I pray that during the toughest of days, we keep looking ahead to the One who will light our way out of this present darkness to, ultimately, the Promised Land.

Lemonade from Lemons

Well hello there! Did you miss me?

I came to my blog this morning thinking that I’d last posted during Christmas.

Shock of all shocks – it’s been since August 17th!

What the heck?

All I can say is that this school year was nuts BEFORE the virus hit.

I kept wanting to write – had a need to write – but life, y’all.

Just so much life.

Meanwhile, my friends, Rebecca and Jo, kept on keeeping on – one a bit more regularly than the other – but both were still writing.

My inspirations.

So today is happening.

In case you don’t know me, I am a high school English and Reading teacher in Florida. We are currently on Spring Break. Shortly after we left school on Friday, we got the news that school would be out the week after the break. A few days later, we learned that we will be out until April 15th. Who knows. The virus – this world – so crazy.

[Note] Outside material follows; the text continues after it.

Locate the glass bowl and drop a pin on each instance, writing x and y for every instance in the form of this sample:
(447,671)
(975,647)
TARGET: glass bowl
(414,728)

You might remember that my sweet little town was hit by Hurricane Michael in 2018. The damage that Cat 5 hurricane did to us had us living in a very surreal world for months and months. We woke up every single day asking ourselves if the whole thing was a dream.

Well, folks, here we go again.

Since I haven’t woken from that dream yet, I am starting to settle into a routine.

I decided to make a list of some things I wanted to do while social distancing. Top of the list was blogging.

So here we are!

I am trying to make lemonade from lemons.

This is going to involve more walking and blogging (not at the same time), a lot of knitting, a little bit of gardening, some reading, cooking, and Netflixing (because we’ve made that a word).

I’m also working on my lesson plans. We had to write a week’s worth of virtual lesson plans in case the unthinkable happened.

Well, it did, so we will teach those lessons. In my case, I’m tweaking what I’d planned for my English 4 classes. I’m also learning how to use Zoom, have set up my Google Classroom, and am working on adding some videos to my YouTube channel. Kids can’t object too much if they’re getting to watch YouTube, right?

I can’t help but be struck with the irony of this entire situation. We always say that we want more time to do things. Well, folks, be careful what you wish for. We have that in abundance now. The caveat is that we have to do them without many people, which, truth be told, isn’t all that bad to my introverted self. However, not being able to go to the store without the concern of contracting the virus is very disconcerting, to say the least.

I think that, besides social distancing, our attitudes are going to determine how we come out on the other side.

We can either chew on the lemons we’ve been given, pursing our lips in the process, or juice the heck out of those suckers, add some sugar, and savor the sweet taste.

Yes, life certainly hasn’t served up the most palatable of dishes; however, it’s our choice how we take in what we’ve been given.

So, let’s chat! What are some things you haven’t had time for in recent days, weeks, or months that you’re going to work on now? How are you making lemonade from lemons?